In contrast, progressive schools based on constructivist principals of learning have a track record. The famous Eight Year Study (4) demonstrated its effectiveness at the high school level as far back as the 1930s. Contemporary examples such as Central Park East in New York City (5), Mission Hill in Boston (6), the Shutesbury Elementary School in Massachusetts (7) and many others have been extremely successful with children of all walks of life, over the long term. These schools avoid scripted curriculum and use a minimum of teacher-centered—or software-centered—instruction. They maximize the time students are engaged in projects that have a purpose beyond getting a grade from the teacher. They allow students to be the active agents in the learning process, in charge of much of the “what and how” of the learning. It is creating more of such schools and classrooms that I believe needs our advocacy and support. A focus on technological solutions may distract of from this larger purpose.

Endnotes:

  1. Richard Rothstein, The Way We Were? The Myths and Realities of America’s Student Achievement (New York: The Century Foundation Press, 1998).

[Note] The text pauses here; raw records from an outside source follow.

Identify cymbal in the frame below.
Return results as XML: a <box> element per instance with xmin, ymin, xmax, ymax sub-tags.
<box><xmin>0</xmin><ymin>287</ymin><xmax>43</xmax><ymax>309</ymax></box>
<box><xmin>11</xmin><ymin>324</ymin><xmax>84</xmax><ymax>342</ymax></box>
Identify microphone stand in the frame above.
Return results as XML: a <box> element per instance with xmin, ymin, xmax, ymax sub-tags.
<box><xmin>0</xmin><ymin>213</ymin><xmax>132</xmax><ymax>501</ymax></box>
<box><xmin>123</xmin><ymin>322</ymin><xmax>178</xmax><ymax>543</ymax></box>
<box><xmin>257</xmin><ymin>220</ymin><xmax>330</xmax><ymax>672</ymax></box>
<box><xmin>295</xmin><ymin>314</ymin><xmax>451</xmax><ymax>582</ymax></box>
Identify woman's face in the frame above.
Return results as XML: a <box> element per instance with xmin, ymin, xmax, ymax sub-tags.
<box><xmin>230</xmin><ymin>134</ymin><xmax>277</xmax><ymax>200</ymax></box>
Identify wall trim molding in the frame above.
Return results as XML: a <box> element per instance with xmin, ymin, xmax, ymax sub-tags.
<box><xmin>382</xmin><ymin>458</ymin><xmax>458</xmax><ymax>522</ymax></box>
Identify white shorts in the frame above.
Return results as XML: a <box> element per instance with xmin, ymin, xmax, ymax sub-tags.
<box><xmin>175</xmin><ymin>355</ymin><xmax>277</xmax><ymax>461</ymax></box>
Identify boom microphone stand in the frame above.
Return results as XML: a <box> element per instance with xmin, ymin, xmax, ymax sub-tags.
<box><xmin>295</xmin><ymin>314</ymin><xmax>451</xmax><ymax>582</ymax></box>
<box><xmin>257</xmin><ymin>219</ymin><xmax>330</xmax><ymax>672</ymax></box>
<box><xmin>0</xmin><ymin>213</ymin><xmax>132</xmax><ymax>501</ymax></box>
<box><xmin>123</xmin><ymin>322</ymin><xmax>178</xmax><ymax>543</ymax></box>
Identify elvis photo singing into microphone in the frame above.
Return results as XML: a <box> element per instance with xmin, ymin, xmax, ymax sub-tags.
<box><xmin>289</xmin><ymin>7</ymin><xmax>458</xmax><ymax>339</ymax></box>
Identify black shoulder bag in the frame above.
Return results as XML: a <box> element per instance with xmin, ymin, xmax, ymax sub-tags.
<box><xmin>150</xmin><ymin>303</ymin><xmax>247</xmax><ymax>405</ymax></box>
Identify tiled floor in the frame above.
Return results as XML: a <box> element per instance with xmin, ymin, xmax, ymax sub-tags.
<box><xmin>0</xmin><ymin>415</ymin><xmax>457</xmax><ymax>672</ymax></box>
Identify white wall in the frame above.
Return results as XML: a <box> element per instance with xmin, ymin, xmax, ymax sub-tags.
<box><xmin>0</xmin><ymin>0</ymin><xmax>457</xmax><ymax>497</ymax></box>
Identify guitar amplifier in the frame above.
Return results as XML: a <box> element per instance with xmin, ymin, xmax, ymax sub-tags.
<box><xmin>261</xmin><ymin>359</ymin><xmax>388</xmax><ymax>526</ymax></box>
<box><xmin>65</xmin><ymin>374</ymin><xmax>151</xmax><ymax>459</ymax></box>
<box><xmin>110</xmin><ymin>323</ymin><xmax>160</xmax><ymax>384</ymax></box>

  2. Joan Wink, Critical Pedagogy: Notes from the Real World, Third Edition (Longman, 2005).
  3. Andrew Trotter, “Major Study on Software Stirs Debate,” Education Week, April 11, 2007, pp. 1, 18.
  4. Wilford M. Aiken, The Story of the Eight-Year Study (New York: Harper and Row, 1942).
  5. David Bensman, Central Park East and Its Graduates: Learning By Heart (New York: Teachers College Press, 2000).
  6. Deborah Meier, In Schools We Trust: Creating Communities of Learning in an Era of Testing and Standardization (Boston: Beacon Press, 2002).
  7. Ron Berger, An Ethic of Excellence (Portsmouth, NH: Heinemann, 2003).